The first gene therapy ever approved in Europe was Glybera priced at EUR 1 million by UniQure in 2012 for the treatment of the rare disease, lipoprotein lipase deficiency. The drug was a commercial failure and withdrawn from the market last year. Two T-cell therapy drugs for blood cancers were approved in 2017 in the US. Novartis Kymriah for treatment of acute leukemia in children and Gilead Sciences Yescarta for the treatment of latestage non-Hodgkins Lymphoma. They are both made by the gene manipulation of immune cells outside of the body and then re-introducing them. This technology is called CAR-T (chimeric antigen receptor T-cell therapy). Also, recently approved was the first “true” gene therapy, Luxturna, by Spark Therapeutics, in which the gene vector is injected directly into the eye. It has proven to improve vision in a rare disease caused by a single mutation, which without treatment leads to blindness. The drug was priced at USD 850,000, but the company will only charge patients which are responding to the treatment.

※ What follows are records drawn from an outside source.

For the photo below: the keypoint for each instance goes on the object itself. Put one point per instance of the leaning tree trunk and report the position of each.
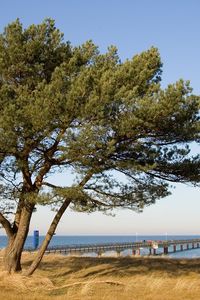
(13, 251)
(48, 238)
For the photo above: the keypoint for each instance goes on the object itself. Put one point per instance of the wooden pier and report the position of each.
(169, 246)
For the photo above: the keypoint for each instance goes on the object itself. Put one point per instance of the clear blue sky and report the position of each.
(133, 26)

It is necessary for gene therapy to have a high price tag for it to be commercially viable, since it will probably be used as a one-time treatment. One approved treatment has further to compensate financially for all the failures in this complex research-intensive area. The price can be motivated if patients are cured and get a better life, or, if other medical costs, such as lifelong medication or a life dependent on caregivers, are avoided. Gene therapy can eventually in the future also be used to correct deficiencies in the brain, such as dopamine production in Parkinson’s disease, and restore components needed for normal blood cell function in those with certain blood diseases, such as hemophilia and betaThalassemia, and cure cystic fibrosis or other degenerative diseases. More recently FDA approved a gene therapy for patients with a rare inherited type of blindness.
Thousands of medical conditions are the result of gene disorders. Gene therapy holds promise for treating many different diseases including cancer, diseases in the nervous system and rare diseases. If some of these genetic problems can be corrected, individuals suffering from these diseases may be cured and able to live long productive lives with contribution to society, improved quality of life and leading to overall lower costs for the healthcare system. That gene therapy is a rapidly advancing area is shown by the graph in figure 1. It shows the number of scientific citations with the search query ‘gene therapy’ (blue line, lhs; Pubmed), and the number of approved gene therapy clinical trials (yellow line, rhs; Gene Therapy Clinical Trials Worldwide) (please see PDF-version).
At C WorldWide, we are following the development in the gene therapy space closely, and monitor companies exposed to this exciting growth area.